Dizem alguns historiadores que Miguel de Cervantes teria se inspirado em Suero de Quiñones para compor Dom Quixote.

Pois bem... quando estávamos quase terminando de atravessar a ponte, vejo um vulto encolhido nos degraus de um hostal, aproximo-me e tcham! Tcham! Tcham!... Mauricio! O frio era tanto e a raiva também, porque ele não tinha nada que ir embora (coitado! A gente traça um caminho e quer que o outro siga o que a gente pensou, sem perguntar se ele concorda... perdão, meu amigo! Mas eu aprendi! Juro!) que nem conversamos direito, só expliquei que havia tentado enviar os óculos, mas que não havia conseguido...
Seguimos juntos... sem muito conversar... era frio pra caramba!

Villares de Órbigo

Passamos por Villares de Órbigo, Santibáñez de Valdeiglesias (na base, um não tem nada, outro nada tem...) e paramos em San Justo de La Veja. Comemos uns sanduíches e seguimos...
Meus pés doíam tanto que eu já nem me importava, acho que estava me acostumando com a dor.
Só queria chegar a Astorga...
Mas Astorga vale um capítulo inteiro!

Caminho Valdeiglesias

sexta-feira, 21 de novembro de 2008

DE LEÓN A VILLAR DE MAZARIFE


NO MEIO DO CAMINHO TINHA UMA ENCRUZILHADA,
TINHA UMA ENCRUZILHADA NO MEIO DO CAMINHO...


Placa Informativa de quase todos os povoados e pontos inportantes

Pelos nossos planos, meus e de Cristina, naquele dia iríamos até Villar de Mazarife, o que daria quase 22 km, uma boa distância, e lá ficaríamos, mesmo sabendo, de antemão, que o albergue era antigo e desconfortável.
Logo na saída de Leon, na Praça em frente a um hotel, tinha uma exposição de carros antigos e nós ficamos apreciando, que nem turista... muito lindo! Mesmo porque o Mauricio é apaixonado por carros.
Fazia frio. O termômetro na rua marcava 12 graus!
Logo chegamos a La Virgen del Camino e o termômetro já marcava 22 graus. Eu e o Mauricio paramos para fotografar uma das poucas igrejas modernas que encontramos por todo o Caminho, a Cris resolveu ir tomar um café.

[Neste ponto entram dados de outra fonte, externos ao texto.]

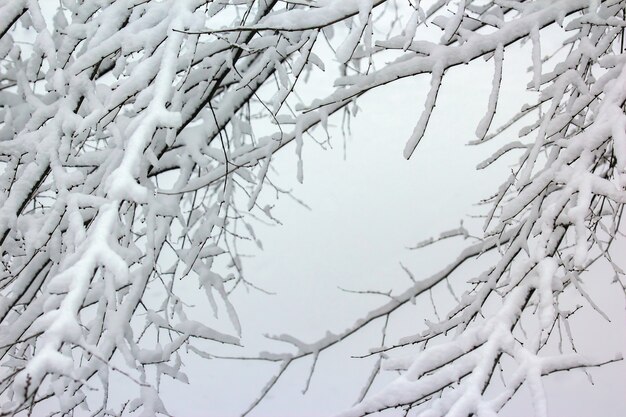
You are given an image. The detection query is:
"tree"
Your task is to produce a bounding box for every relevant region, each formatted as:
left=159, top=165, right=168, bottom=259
left=0, top=0, right=626, bottom=416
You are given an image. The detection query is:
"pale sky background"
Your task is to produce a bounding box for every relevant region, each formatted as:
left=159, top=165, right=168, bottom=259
left=25, top=2, right=626, bottom=417
left=152, top=25, right=626, bottom=417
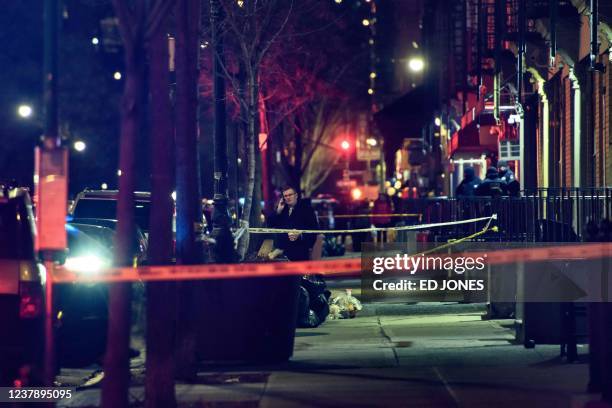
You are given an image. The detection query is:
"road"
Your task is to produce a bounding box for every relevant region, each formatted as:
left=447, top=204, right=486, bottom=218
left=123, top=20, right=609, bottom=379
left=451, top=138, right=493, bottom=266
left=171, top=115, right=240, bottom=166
left=59, top=303, right=595, bottom=408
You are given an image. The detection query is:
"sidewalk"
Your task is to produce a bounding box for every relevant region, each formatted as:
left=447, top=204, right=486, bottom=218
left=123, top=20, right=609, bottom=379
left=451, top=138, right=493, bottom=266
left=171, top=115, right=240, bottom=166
left=59, top=304, right=596, bottom=408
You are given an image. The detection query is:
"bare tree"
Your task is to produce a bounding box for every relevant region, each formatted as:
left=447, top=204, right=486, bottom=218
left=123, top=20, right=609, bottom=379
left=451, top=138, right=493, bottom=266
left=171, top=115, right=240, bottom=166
left=102, top=0, right=171, bottom=408
left=221, top=0, right=293, bottom=258
left=145, top=12, right=176, bottom=408
left=176, top=0, right=203, bottom=379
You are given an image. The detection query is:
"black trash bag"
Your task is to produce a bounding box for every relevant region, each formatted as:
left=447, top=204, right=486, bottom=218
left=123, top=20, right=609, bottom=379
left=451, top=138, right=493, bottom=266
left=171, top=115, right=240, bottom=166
left=297, top=286, right=320, bottom=328
left=323, top=235, right=345, bottom=257
left=297, top=275, right=331, bottom=327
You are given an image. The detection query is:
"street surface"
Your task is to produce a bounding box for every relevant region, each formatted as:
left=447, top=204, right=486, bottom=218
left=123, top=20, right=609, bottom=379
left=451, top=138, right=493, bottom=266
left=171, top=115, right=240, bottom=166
left=59, top=303, right=595, bottom=408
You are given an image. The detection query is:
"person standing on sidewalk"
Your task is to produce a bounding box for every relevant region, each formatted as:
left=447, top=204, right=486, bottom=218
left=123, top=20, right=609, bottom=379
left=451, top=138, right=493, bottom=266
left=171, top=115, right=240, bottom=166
left=269, top=185, right=319, bottom=261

La Virgen Del Camino - Igreja

Daqui a pouco, chega a Cris, estourando de rir: havia encontrado um ciclista alemão, de cabelos e barba brancos, muito simpático (na sua versão) que havia oferecido carona na sua bicicleta, mas que quando abriu a boca para rir não tinha um só dente que não fosse com cárie! Só não descobri, até hoje, em que língua eles conversaram!
Logo adiante, pelo guia, encontraríamos uma encruzilhada. Um caminho levava a Villar de Mazarife e o outro a Villadangos Del Páramo... e eis que surgem... tcham, tcham, tcham! os Três Patetas! Saímos correndo para escolher nosso caminho para eles não verem qual caminho tínhamos tomado e quem sabe, assim, escolherem outro. Corremos e nos escondemos atrás de uma moita... segurando o riso e rezando para eles irem pelo outro caminho... Nossa reza não teve a força necessária... eles seguiram o mesmo caminho que nós. Daí tivemos que ficar escondidos na moita até eles desaparecerem no caminho, pois como íamos explicar nossa aparição do nada? Milagre?


Caminho depois da moita (rs)

Parêntesis 1: O Bambi sempre levava um lencinho amarrado ao pescoço. Eu já sonhava em apertar esse lencinho até sufocá-lo, depois, como o Trovão Australiano ia ficar sem ação, mataria-o com as próprias mãos, o outro ia correr de medo e nunca mais aparecer! Esse era meu sonho secreto!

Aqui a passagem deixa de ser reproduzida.